The Constitution does not directly call for a designated survivor. The presidential line of succession is covered in both Article II, Section 1 of the Constitution, which was later amended and clarified by the 20th Amendment, and it is detailed in the Presidential Succession Act. But neither requires the sequestering of officials as a matter of practice, constitutioncenter.org says.
But in practice, it determines who will be president if everyone in the line of succession is killed at the same time. Usually, one Cabinet member would not attend the event where everyone else is in the same room, and that person would be the "designated survivor."
While it will look and feel like a State of the Union speech, Biden, like other presidents in their first year in office, will give what is known as an address to a joint session of Congress. The president will lay out his big priorities in a prime-time address aimed at connecting directly with his liberal base.
"There will not be a first lady's box as there has been historically," Psaki added, repeating another key distinction.
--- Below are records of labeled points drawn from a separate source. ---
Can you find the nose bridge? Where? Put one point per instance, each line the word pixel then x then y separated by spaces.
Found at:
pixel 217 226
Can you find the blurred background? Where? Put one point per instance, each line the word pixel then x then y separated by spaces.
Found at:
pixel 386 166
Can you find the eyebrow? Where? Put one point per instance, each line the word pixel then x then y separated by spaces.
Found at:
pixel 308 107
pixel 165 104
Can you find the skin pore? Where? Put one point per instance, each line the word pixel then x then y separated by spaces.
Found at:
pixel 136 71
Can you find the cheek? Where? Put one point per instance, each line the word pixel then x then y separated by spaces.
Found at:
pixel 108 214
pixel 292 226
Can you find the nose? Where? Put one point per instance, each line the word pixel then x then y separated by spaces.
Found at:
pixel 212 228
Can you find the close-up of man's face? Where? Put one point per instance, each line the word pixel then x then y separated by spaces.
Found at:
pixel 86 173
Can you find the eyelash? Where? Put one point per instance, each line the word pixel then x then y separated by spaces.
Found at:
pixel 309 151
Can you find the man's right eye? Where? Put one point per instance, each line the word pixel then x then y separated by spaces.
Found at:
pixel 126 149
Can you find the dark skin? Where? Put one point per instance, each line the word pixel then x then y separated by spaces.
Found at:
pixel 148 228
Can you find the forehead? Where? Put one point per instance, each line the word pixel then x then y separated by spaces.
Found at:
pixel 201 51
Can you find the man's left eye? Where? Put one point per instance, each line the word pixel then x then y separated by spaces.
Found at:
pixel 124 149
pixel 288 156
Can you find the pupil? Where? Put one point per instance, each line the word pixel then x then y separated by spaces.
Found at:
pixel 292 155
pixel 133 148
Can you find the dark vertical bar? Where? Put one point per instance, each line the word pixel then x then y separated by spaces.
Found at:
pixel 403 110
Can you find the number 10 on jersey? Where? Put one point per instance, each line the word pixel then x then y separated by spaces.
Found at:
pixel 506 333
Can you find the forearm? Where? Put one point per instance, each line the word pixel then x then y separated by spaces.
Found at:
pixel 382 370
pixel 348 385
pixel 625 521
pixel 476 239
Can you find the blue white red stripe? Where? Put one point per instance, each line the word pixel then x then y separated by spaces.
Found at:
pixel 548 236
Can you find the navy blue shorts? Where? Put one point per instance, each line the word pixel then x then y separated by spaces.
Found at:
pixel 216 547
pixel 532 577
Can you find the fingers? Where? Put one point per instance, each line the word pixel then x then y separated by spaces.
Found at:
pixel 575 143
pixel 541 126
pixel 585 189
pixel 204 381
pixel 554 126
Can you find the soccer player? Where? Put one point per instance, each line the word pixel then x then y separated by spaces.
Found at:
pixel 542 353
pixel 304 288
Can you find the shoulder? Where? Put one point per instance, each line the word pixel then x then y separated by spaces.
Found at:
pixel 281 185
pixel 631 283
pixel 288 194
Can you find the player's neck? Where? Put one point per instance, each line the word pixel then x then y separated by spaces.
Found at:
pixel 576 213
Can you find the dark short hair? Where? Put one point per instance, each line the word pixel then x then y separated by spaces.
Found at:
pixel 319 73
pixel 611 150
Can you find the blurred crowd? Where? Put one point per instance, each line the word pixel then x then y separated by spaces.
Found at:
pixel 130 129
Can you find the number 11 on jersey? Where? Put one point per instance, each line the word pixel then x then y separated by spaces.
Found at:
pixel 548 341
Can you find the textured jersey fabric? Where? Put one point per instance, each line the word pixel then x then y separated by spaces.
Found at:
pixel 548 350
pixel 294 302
Guests of the first lady often serve as presidential props to underscore and humanize policy objectives.
"While the speech will of course look and feel different from past years, the president will preserve a few traditions, including the walk down the center aisle that we have seen presidents do for many years," Psaki said.
"He will of course be wearing a mask for that. He'll remove the mask when he delivers his speech."
The term "designated survivor" became more widely known in 2016, when the ABC show of the same name first aired. In it, Kiefer Sutherland's character, the secretary of housing and urban development, is tapped to sit out the annual speech — then suddenly becomes the president when the chief executive and every other member of the line of succession are killed in a terror attack. The show ran through 2019.